The debate over anupalabdhi (non-apprehension) between Bhāṭṭa and Prābhākara anticipates contemporary epistemology debates: is absence cognised directly (Bhāṭṭa: yes) or inferred from the non-occurrence of positive cognition (Prābhākara)?

Sentence meaning — the Bhāṭṭa/Prābhākara split

How does a sentence generate cognition? Kumārila's Bhāṭṭa school (abhihitānvaya): each word expresses its own independent meaning; sentence-meaning as a unified relational whole is known by a separate subsequent mental act of synthesis. Prabhākara's school (anvitābhidhāna): words inherently express meanings in relational form — the sentence-meaning is primary; word-meanings are derived by analysis.

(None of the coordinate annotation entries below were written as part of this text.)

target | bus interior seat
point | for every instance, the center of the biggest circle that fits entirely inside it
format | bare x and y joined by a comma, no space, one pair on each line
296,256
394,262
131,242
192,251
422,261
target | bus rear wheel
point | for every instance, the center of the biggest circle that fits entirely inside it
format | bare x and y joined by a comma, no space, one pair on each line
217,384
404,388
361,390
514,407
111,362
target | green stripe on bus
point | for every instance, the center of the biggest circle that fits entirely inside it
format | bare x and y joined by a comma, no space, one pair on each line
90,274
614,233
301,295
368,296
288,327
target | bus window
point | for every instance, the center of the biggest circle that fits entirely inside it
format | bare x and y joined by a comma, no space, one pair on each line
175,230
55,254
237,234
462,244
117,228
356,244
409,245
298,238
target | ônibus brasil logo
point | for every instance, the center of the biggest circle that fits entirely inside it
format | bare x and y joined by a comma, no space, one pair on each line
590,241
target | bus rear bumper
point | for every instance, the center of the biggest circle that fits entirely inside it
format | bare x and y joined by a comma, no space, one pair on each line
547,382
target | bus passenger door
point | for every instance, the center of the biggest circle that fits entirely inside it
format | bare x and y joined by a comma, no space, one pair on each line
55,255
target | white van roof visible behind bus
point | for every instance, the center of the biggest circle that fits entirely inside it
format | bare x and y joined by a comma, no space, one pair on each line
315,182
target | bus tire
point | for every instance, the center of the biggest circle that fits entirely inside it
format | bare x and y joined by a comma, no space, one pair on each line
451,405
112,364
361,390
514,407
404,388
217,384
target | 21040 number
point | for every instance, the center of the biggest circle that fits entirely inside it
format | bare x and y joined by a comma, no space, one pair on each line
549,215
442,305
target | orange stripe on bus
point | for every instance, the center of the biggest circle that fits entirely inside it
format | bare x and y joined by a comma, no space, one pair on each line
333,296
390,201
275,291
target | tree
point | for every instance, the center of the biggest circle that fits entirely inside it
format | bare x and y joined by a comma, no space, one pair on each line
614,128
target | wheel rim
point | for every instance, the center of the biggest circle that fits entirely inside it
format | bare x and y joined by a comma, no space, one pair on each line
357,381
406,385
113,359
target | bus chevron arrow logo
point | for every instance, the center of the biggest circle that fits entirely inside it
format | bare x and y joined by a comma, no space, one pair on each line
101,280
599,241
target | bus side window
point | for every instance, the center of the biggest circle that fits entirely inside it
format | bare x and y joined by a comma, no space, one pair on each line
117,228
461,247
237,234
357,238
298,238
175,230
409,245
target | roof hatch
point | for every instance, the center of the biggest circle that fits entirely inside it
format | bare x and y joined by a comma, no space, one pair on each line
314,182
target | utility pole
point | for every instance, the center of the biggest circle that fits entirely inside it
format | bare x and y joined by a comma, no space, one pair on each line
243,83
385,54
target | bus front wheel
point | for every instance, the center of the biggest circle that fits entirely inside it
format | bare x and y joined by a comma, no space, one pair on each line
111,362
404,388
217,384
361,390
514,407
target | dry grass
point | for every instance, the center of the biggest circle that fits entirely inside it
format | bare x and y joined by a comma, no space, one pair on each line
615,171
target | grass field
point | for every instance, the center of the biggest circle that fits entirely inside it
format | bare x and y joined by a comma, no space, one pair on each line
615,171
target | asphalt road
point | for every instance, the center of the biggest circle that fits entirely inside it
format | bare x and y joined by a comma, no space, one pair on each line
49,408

This split determines how Vedic injunctions bind the ritualist — what "knowing dharma" means for practical conduct. It also shapes all subsequent Indian philosophy of language, including Abhinavagupta's aesthetics and Bharatṛhari's philosophy of śabda.

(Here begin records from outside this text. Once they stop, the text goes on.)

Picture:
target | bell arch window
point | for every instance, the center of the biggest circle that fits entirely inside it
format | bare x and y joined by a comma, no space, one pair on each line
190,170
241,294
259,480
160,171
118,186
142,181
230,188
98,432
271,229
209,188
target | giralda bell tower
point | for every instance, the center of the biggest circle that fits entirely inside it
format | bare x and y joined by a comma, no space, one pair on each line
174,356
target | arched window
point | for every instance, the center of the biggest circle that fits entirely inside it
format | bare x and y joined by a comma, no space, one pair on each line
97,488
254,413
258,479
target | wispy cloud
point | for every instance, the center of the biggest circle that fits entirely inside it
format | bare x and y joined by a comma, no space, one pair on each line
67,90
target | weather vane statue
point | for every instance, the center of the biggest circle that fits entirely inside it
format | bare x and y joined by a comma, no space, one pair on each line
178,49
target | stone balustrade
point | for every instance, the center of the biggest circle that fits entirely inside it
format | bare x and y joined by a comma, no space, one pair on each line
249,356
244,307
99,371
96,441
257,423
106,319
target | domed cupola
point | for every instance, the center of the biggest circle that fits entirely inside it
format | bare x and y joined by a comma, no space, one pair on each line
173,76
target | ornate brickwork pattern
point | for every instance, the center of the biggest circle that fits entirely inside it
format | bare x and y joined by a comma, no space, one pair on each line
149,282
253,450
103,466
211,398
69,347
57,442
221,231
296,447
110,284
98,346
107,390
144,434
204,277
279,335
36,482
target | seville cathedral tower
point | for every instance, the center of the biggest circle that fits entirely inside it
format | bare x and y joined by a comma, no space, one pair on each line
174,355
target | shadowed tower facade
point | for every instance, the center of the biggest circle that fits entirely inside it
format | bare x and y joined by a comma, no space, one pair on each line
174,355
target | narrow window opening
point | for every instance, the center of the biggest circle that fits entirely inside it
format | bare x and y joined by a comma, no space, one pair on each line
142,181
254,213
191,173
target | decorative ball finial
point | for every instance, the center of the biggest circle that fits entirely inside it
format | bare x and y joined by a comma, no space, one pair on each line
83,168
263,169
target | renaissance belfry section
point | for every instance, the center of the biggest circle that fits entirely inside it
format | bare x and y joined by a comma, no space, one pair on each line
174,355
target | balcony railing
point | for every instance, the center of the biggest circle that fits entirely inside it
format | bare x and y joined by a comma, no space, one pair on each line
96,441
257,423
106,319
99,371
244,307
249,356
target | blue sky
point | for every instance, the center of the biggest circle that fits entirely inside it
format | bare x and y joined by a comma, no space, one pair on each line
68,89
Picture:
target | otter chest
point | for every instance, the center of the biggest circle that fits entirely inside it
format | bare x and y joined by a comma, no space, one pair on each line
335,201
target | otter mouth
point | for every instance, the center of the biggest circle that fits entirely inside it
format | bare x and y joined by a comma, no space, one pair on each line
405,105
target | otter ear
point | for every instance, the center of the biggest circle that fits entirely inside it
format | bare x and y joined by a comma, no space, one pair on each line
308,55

Dharma, karma-kāṇḍa, and liberation

Early Mīmāṃsā: the goal of Vedic ritual is svarga (heaven) — not permanent liberation. Mokṣa was initially foreign to Mīmāṃsā's concerns. Later Mīmāṃsakas (Kumārila) accepted mokṣa while insisting on the priority of ritual. The ātman is plural, eternal, and the active agent of karma — a direct counter to both Advaita's single Brahman and Buddhist anātman.

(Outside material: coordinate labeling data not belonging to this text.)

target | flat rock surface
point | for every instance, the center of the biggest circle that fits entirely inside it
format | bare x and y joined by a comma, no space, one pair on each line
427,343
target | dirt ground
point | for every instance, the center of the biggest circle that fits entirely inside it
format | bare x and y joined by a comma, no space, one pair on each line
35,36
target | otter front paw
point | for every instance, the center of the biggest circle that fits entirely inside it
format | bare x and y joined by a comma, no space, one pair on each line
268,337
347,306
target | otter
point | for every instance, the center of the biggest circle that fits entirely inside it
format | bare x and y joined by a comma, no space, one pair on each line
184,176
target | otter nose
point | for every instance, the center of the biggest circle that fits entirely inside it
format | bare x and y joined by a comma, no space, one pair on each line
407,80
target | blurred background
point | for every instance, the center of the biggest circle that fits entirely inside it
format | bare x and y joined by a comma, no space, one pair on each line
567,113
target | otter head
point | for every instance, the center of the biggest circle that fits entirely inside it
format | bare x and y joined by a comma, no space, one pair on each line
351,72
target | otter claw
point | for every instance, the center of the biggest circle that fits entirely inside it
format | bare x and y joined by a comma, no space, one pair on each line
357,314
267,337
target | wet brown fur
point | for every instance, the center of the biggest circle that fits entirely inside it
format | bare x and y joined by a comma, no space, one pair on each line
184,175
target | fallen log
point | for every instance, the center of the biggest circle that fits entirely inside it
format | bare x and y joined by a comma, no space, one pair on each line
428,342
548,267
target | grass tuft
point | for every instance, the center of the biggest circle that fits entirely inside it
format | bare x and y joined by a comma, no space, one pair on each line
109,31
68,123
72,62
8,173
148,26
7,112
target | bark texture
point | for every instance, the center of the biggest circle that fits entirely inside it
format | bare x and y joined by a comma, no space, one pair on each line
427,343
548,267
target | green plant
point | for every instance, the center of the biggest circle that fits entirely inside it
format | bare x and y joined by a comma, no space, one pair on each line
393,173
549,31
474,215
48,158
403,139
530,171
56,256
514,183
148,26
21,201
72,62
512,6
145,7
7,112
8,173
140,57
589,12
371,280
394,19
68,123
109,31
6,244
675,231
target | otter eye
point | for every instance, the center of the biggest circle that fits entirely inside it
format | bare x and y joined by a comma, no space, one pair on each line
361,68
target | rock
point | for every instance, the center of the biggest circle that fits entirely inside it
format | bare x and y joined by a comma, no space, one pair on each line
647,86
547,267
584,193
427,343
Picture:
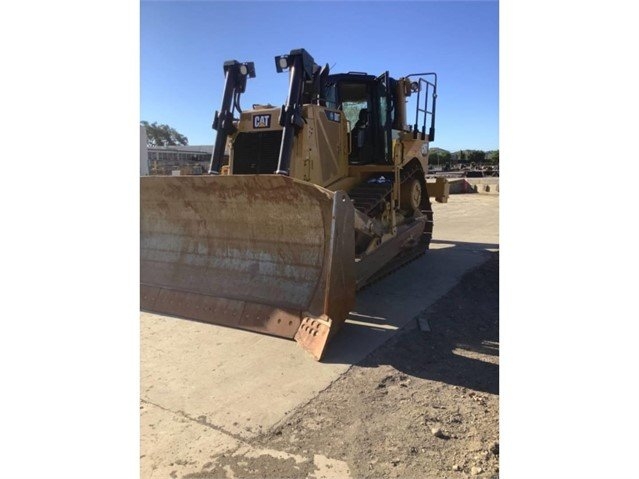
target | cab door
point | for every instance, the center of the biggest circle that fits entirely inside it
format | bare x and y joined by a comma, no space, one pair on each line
384,108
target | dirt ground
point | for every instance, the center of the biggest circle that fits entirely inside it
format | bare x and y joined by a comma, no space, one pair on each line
424,405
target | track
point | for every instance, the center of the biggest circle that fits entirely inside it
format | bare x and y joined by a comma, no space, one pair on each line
368,197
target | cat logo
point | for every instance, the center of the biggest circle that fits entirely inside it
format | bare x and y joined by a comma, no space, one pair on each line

Kumārila is reported in Mādhava's Śaṃkaradigvijaya to have debated Śaṃkara's disciples, been refuted, and converted to Advaita at life's end. Whether historical or not, this tradition illustrates the deep intellectual competition between Mīmāṃsā and Advaita for control of Vedic interpretation.

Commentary tradition

ĀcāryaTextPeriodContribution
JaiminiMīmāṃsāsūtras (12 adhyāyas)c. 3rd–2nd century BCEDefinitional framework; dharma as codanālakṣaṇa; foundational hermeneutic rules
Śabara SvāminŚābarabhāṣyac. 3rd–5th centuryFirst comprehensive commentary; foundation for both Bhāṭṭa and Prābhākara schools
Kumārila BhaṭṭaŚlokavārttika · Tantravārttika · Ṭupṭīkāc. 7th centuryBhāṭṭa school; anti-Buddhist polemic; 6 pramāṇas; svataḥprāmāṇya defended in depth
Prabhākarapāda (Guru)Bṛhatīc. 7th centuryPrābhākara school; anvitābhidhāna theory; rejected anupalabdhi; stricter ritualism
Pārthasārathi MiśraNyāyaratnākara · Śāstradīpikāc. 10th–11th centuryDefinitive consolidation of the Bhāṭṭa position

Pair dialogue — MīmāṃsāVedānta

Mīmāṃsā (Pūrva, "prior") and Vedānta (Uttara, "later") both claim the Veda as sole authority but interpret different portions. Pūrva-Mīmāṃsā addresses the karma-kāṇḍa — injunctions and ritual. Vedānta addresses the jñāna-kāṇḍa — the Upaniṣads. The central dispute: Mīmāṃsakas held that Vedic injunctions are the Veda's primary function; metaphysical statements are secondary, serving only to support injunctions. Śaṃkara reversed this: the Upaniṣadic mahāvākyas are the Veda's supreme purpose; ritual is preparatory, not final.